The pick up in growth was driven by consumption and exports, highlighting how the weaker yen since the election of Donald Trump as United States president last November has helped steady Japan's economy, especially the trade account.
Corporate capital spending, a key indicator watched closely by the government of Prime Minister Shinzo Abe, gained 0.2 percent, following a 1.9 percent gain in the previous quarter.
The latest reading nonetheless means Japan's economy has had its best string of gains since 2006, during the tenure of popular former prime minister Junichiro Koizumi.
Data out yesterday showed GDP rose at an annual rate of 2.2% in the three months to March, according to the country's Cabinet Office, marking five quarters of continuous output growth.
Mr Abe's grand plan to kick start the world's third largest economy, known as "Abenomics", was aimed at tackling almost two decades of stagnant growth and falling consumer prices.
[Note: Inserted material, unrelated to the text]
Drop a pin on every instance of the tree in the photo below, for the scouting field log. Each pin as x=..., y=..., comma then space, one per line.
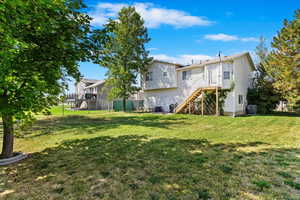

The GDP data came as a relief to Abe and policymakers trying to encourage frugal Japanese consumers and companies to spend more and buttress economic growth.More news: 4 automakers agree to $553M settlement of Takata airbag claims
A weak yen has helped prop up the economy as it makes Japanese exports more competitive and inflates profits when overseas income is repatriated.
Still, the Bank of Japan and International Monetary Fund both recently lifted their projections for the country's growth rate.
Analysts said that the economy is enjoying comfortable growth driven by both domestic and external demand. That was ahead of market forecasts for an increase of 1.7%, and followed an upwardly-revised December quarter figure of 1.4%. Real wages also were losing ground, she said. "However we expect a slowdown in the second half of the year, ' he said".
"The Japanese economy probably won't grow dramatically, but it's not about to shrink either".
Japan has been struggling to defeat years of deflation and slow growth that followed the collapse of an equity and property market bubble in the early nineties.
That puts pressure on businesses, creating a cycle in which firms then cut back on expanding production, hiring new workers or boosting wages.